Soooooo . . . stealing signs in baseball: part of the game. Stealing signs in football: cheating. Got it.
I get it too.
Grabbing someone and throwing him to the ground in football: part of the game. Grabbing someone and throwing him to the ground in baseball or basketball: an infraction. (Frowned upon and subject to severe penalties if the perp is not sufficiently famous.)
I once thought that the final word in the phrase "It's not cricket" was an adjective, with some meaning of "proper and gentlemanly to do"; I believe nearly all Americans have the same idea. It is of course a noun, and the phrase means "Well, that may work, but when you do it, don'tcha know, you are not playing cricket." Oddly enough, the principle would apply equally to any formalized game.

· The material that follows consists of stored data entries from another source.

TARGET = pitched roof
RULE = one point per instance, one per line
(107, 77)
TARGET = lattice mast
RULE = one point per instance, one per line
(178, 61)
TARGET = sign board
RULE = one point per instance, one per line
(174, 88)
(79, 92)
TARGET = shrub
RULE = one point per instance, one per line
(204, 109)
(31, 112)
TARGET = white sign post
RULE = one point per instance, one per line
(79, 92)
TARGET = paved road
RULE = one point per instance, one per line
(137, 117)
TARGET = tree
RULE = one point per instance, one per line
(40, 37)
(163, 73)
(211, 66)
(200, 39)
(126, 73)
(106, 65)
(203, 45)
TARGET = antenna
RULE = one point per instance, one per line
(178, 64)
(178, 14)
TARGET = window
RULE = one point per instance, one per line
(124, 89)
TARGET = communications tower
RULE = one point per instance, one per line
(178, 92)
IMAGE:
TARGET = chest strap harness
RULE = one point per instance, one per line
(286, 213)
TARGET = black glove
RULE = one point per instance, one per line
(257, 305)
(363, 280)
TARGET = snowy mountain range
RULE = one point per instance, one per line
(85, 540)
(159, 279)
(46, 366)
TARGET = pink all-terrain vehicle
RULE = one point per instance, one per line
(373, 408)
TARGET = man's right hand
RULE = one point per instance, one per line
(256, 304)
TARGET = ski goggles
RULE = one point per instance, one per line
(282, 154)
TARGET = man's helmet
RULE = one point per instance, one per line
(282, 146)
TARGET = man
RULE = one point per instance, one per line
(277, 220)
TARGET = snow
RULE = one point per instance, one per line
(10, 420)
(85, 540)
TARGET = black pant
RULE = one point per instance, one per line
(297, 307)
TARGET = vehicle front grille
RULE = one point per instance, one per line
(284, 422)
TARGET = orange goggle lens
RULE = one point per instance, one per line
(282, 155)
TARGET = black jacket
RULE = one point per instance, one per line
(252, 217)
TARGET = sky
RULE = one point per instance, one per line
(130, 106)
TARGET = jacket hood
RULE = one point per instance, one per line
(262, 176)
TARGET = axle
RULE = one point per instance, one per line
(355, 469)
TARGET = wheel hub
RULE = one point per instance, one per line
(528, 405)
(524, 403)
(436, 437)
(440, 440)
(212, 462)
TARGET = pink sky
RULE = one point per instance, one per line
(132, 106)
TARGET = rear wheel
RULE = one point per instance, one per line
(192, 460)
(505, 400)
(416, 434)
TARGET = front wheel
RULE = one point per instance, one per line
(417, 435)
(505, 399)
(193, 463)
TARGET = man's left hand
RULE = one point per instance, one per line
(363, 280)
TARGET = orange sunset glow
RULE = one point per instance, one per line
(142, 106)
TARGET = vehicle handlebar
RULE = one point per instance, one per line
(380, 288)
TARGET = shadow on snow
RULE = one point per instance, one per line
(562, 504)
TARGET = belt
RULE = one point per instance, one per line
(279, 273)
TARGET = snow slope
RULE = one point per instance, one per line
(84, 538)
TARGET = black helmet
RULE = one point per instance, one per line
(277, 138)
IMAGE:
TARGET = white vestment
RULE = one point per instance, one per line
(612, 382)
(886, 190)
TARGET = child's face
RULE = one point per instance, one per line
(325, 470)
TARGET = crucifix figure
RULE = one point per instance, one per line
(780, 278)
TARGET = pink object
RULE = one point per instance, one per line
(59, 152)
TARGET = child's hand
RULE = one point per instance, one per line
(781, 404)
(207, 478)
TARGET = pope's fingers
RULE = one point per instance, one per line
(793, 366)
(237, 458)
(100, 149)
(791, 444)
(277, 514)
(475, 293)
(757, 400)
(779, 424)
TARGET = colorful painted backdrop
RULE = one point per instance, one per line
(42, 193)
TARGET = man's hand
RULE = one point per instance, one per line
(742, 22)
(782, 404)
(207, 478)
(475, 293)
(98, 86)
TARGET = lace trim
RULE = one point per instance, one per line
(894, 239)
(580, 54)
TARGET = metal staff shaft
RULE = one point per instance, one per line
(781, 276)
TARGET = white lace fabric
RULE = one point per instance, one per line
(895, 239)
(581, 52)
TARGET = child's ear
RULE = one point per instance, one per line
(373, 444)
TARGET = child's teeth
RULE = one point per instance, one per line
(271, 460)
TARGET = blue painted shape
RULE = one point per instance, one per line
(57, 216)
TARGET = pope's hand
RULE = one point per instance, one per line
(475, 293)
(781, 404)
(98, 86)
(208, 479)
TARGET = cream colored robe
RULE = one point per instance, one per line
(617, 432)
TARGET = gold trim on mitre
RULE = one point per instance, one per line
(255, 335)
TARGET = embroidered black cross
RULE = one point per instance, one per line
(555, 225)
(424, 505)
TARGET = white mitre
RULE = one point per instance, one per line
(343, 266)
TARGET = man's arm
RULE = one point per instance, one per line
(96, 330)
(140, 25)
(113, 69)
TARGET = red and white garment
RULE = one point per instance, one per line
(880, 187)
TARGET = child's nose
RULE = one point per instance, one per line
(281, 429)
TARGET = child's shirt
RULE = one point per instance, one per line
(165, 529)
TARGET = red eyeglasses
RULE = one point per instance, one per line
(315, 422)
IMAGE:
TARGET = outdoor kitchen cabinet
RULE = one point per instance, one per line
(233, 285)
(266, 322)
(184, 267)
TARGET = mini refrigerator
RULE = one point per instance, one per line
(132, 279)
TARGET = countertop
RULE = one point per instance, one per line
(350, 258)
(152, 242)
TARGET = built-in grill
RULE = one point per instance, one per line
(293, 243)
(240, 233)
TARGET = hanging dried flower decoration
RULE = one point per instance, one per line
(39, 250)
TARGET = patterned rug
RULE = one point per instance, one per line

And then he gets out of rehab and forgets how to lip-synch and can't keep up with his back-up dancers. And doesn't look as good as he used to in fishnets.
Wait. Who are we talking about again?
Posted at Mountain Philosopher:
Doghouse Riley is an irascible, aged Hoosier with wicked, literate, funny-as-hell acid in his pen. He posts on a wide variety of socio/poli/cultural issues as well as mockingly complaining about his wife henpecking him to complete home improvement projects.
He nails the Belichick spy story in my opinion.
One of the many reasons I find football uninteresting (one of them is the fact that, while a game may take from around 1:00 PM to around 4:15 PM to play out the "one hour clock", studies find only 12.5 minutes of football is played in that 3+ hour period...take a stopwatch and time it yourself) is that cheating is an integral part of the game. Why do they have so many referees running around the field? Because the players cheat constantly. Why do they have so many penalties during a game? Because players cheat constantly. Jumping offsides is usually an accident, but they grab jerseys when they block on purpose. They do anything and everything to win the game, and that, my friends, is the "principle" we are told to admire. Win at all costs, and cheat if you can get away with it. The funny thing is that football is often held up as a moral role model. Players run around talking about their relationship with Sweet Jesus of the Forward Pass.
Football is an ethical morass and it is all about money. I don't give a crap about football, but the game is filled with constant cheating, so I don't see what the big deal is with what the Patriots did. It's a natural extension of the way the game is played. I understand those performance enhancing drugs they all take are against the rules, too. Yeah, right.